Desde que el prior estaba enfermo, Zenón había notado en el convento una tendencia al relajamiento y al desorden: a los oficios de la noche ya no asistían, según se murmuraba, sino unos pocos hermanos. Todo un grupo se resistía calladamente a las reformas establecidas por el prior en conformidad con las recomendaciones del Concilio. Los más libertinos aborrecían a Jean-Louis de Berlaimont por la austeridad de que daba ejemplo. En cambio, los más rígidos lo despreciaban por su benignidad, que les parecía excesiva. Se iban formando maquinaciones con vistas a la elección del próximo superior. Las audacias de los Ángeles habían sido facilitadas, sin duda, por aquella atmósfera de interregno. Lo extraño era que un hombre tan prudente como Pierre de Hamaere les dejara correr el riesgo mortal de aquellas asambleas nocturnas, y cometer la locura aún mayor de mezclar en ellas a dos mujeres, pero probablemente Pierre no podía negarles nada a Florián y a Cyprien.
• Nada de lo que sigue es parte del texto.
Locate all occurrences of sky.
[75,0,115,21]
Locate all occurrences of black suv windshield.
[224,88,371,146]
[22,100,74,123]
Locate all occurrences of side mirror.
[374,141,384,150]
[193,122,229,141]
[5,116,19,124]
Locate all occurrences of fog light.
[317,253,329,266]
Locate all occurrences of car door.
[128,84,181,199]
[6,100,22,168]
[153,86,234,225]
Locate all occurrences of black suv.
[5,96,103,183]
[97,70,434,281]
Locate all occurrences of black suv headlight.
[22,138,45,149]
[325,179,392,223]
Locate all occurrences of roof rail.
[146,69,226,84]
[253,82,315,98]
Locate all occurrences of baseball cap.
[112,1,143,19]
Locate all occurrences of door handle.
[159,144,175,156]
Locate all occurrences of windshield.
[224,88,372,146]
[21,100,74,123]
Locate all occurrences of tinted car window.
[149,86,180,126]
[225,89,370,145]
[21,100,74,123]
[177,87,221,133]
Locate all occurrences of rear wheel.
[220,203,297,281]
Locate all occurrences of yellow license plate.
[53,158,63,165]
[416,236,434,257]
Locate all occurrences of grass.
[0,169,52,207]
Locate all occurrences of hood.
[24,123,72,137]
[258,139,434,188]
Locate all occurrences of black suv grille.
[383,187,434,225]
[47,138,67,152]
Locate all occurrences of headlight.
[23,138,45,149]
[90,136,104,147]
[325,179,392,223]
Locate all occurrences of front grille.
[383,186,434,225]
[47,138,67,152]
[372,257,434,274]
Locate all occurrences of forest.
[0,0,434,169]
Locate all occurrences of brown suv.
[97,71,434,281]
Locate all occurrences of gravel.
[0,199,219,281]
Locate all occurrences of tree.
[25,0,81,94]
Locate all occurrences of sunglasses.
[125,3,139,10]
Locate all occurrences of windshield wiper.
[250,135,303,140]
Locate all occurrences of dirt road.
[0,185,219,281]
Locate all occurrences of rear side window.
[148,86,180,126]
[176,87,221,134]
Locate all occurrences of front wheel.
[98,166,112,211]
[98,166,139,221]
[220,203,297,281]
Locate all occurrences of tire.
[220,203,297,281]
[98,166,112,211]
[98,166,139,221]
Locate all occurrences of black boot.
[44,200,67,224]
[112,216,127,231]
Aquellas mismas mujeres le habían parecido primero a Sébastien Théus productos de la fantasía o astutos apodos. Luego, recordó que se hablaba mucho en el barrio de una doncella de buena familia que, por Navidad, se había alojado en las Bernardinas por ausencia del padre, procurador del Consejo de Flandes, quien se había visto obligado a marchar a Valladolid para dar cuenta de sus actividades. Su belleza, sus costosas joyas, la tez oscura y los aros que llevaba su sirvienta en las orejas servían de comidilla en las tiendas y en la calle. La señorita de Loos salía, acompañada por su mulata, para ir a la iglesia o bien de compras a la tienda de pasamanería o al confitero. Nada impedía que Cyprien, al hacer algunos de sus recados, hubiera intercambiado miradas y más tarde palabras con aquellas hermosas mujeres o bien que Florián, al reparar los frescos del coro, hubiera hallado medio de persuadirlas en su nombre o en el de su amigo. Dos jóvenes atrevidas bien podían deslizarse por las noches, a través de un laberinto de pasillos, hasta llegar al lugar en donde se celebraban las asambleas de los Ángeles, proporcionando a éstos, a su imaginación llena de imágenes de las Escrituras, una Sulamita y una Eva.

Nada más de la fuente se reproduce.